Bookmark and Share

Notice: On March 31, it was announced that Statalist is moving from an email list to a forum. The old list will shut down on April 23, and its replacement, statalist.org is already up and running.


[Date Prev][Date Next][Thread Prev][Thread Next][Date Index][Thread Index]

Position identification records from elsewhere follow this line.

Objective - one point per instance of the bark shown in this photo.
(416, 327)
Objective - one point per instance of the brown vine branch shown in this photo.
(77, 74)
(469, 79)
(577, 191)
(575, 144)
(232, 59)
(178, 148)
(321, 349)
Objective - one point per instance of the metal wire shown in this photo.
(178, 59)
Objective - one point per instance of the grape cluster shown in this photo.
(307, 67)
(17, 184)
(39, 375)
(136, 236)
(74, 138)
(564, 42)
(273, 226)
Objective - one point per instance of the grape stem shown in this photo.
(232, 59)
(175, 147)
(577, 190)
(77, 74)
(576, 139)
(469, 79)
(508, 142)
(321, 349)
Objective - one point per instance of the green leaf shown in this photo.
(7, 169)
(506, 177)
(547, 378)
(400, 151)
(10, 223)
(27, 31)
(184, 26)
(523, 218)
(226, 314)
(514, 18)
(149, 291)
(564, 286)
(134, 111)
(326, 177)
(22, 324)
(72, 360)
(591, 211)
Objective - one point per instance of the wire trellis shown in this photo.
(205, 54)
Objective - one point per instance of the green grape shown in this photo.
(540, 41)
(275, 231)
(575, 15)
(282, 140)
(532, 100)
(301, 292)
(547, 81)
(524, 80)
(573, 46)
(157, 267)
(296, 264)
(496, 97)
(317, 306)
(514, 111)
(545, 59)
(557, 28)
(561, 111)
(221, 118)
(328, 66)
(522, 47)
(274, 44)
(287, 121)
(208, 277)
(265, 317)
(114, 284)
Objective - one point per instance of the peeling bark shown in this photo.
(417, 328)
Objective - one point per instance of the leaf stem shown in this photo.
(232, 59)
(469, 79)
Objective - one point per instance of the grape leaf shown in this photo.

RE: st: RE: Remove prefixes (e.g., >, <, and +/-) from numbers stored as strings


From   "David Radwin" <dradwin@mprinc.com>
To   <statalist@hsphsun2.harvard.edu>
Subject   RE: st: RE: Remove prefixes (e.g., >, <, and +/-) from numbers stored as strings
Date   Fri, 8 Jun 2012 11:32:41 -0700 (PDT)

Richard,

On the first question, I imagine there is a way to -ignore- all non-numeric 
characters, perhaps by using a loop to create a macro of all the numeric 
ASCII codes (see below), but I doubt it would be worth the effort. Your 
intuition is probably the better route.

On the second question, you can specify the ASCII character for -destring- 
to ignore, which in this case is 177.

. destring myvariable, ignore("`=char(177)'")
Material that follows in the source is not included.